Italian gyms are also closed. But they’ll remain open on base to troops and DOD civilians, said Maj. Gen. Andrew Rohling, U.S. Army Africa’s new commander and the senior army officer in Vicenza, at a brief virtual town hall meeting Thursday.
“I know this year has been challenging and we’re all feeling fatigue,” he said. “I can’t predict how long this fight will last.”
U.S. Army Garrison Italy explained the difference in high school closures as a function of Italian high-schoolers relying on public transportation, something Vicenza students don’t use.
Soldiers need to train in the gym, and “nuances” in the Italian decree make exceptions for military training, USARAF spokesman Col. Ryan Dillon said.
“I don’t think there’s a lot of difference in how we’re acting now and how we were in February,” Dillon said.
In the Campania region, home to the U.S. 6th Fleet, off-base schools closed in October after a spike in coronavirus cases. But the commander of Naval Support Activity Naples said Wednesday that Department of Defense Educational Activity classrooms would remain open.
“We are continually assessing the situation,” Capt. Jim Stewart said in a virtual town hall meeting.
NSA Naples officials said in an email that they have “incorporated additional precautions such as mask usage, increased classroom spacing and meal service, and we are working daily with our medical professionals to keep our children safe.”
The naval base has also kept gyms and swimming pools open but only for active-duty service members.
Aviano Air Base in northeast Italy closed its gym earlier this week, mirroring the country outside the gates. Its high school remains open.
Since schools reopened in September, DODEA’s policy has been to close schools and send students to remote learning when a base is deemed to have sustained community transmission of the virus, which is deemed Health Protection Condition Charlie.
The HPCON designation “is not a DODEA decision, that is an installation command decision,” said Stephen Smith, a DODEA spokesman.
Commanders decide the HPCON level after considering public health surveillance data, state or host nation and local authorities’ views, and public health command advice.
A significant metric is the average number of new cases per 100,000 people over seven days. More than 50 cases per 100,000 indicates sustained community transmission, according to Defense Department guidance, and would seemingly move a base to HPCON Charlie and closed schools.
On Friday, Naples’ weekly average, which had been climbing daily, was 51.4 per 100,000, according to a New York Times database.
But “Covid case rates are among many factors we consider in regards to changing the HPCON status at our installations,” Lt.

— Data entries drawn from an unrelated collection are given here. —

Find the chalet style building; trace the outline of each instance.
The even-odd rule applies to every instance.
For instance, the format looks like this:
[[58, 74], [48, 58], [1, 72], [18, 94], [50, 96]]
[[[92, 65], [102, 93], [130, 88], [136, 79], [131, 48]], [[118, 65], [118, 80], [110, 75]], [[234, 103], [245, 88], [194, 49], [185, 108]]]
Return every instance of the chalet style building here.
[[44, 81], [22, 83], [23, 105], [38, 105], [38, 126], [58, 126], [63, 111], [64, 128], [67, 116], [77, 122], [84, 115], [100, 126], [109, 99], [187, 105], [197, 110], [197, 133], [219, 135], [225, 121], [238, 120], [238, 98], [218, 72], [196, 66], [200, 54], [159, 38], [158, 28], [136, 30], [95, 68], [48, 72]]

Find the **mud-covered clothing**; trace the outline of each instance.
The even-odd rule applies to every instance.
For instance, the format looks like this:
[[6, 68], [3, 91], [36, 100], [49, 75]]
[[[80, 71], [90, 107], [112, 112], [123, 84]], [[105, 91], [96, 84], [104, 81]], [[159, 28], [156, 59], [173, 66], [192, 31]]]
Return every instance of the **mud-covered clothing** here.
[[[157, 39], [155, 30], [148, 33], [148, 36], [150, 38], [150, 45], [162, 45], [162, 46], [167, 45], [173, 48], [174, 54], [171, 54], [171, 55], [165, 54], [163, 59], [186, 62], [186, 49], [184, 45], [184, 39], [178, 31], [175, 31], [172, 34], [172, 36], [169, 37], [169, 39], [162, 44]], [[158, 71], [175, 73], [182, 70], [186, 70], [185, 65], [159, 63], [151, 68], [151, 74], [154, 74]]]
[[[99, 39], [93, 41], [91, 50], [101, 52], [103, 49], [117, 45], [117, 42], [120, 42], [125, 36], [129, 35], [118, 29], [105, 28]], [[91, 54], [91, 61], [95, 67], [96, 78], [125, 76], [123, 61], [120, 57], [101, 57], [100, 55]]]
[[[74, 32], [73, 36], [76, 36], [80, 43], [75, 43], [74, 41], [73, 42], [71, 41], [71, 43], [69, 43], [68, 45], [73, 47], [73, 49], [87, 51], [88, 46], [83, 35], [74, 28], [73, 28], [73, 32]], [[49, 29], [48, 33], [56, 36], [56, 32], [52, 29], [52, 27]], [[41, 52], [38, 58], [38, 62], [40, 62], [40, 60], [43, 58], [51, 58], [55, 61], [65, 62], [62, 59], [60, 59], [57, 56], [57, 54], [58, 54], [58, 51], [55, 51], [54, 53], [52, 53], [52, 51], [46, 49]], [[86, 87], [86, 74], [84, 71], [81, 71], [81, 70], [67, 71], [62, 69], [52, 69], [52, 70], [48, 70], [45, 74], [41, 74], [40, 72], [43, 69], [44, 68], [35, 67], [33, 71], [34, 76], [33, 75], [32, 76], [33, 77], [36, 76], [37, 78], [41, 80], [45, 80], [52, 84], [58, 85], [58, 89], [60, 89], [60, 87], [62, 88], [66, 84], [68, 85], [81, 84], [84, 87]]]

Cmdr. Edward Early, an NSA Naples spokesman, said in an email Friday. “Currently, NSA Naples remains at HPCON B.”
Vicenza’s average was 42.1 per 100,000 on Friday.
In the Friuli Venezia Giulia region, where Aviano Air Base is located, the average was 29.8 per 100,000 people.
The Defense Department guidance also says that commanders may take into consideration testing and tracing capabilities, and medical treatment capacities.
Commanders “may be more or less stringent than surrounding community requirements based on mission and risk considerations,” the guidance says.
The Army town hall meeting did not discuss potential school closures, but some viewers wanted clarification.
“Knowing at what point that decision will become imminent is crucial to successful transition and (reduced) stress on all of us, including our military children,” one commenter wrote.
A garrison spokeswoman suggested contacting DODEA for information, which was followed by a reply from a DODEA Europe South District official.
“As per current DoD guidance, if an installation is in HPCON Charlie, schools will be closed to students, and we will transition to remote learning,” the official wrote.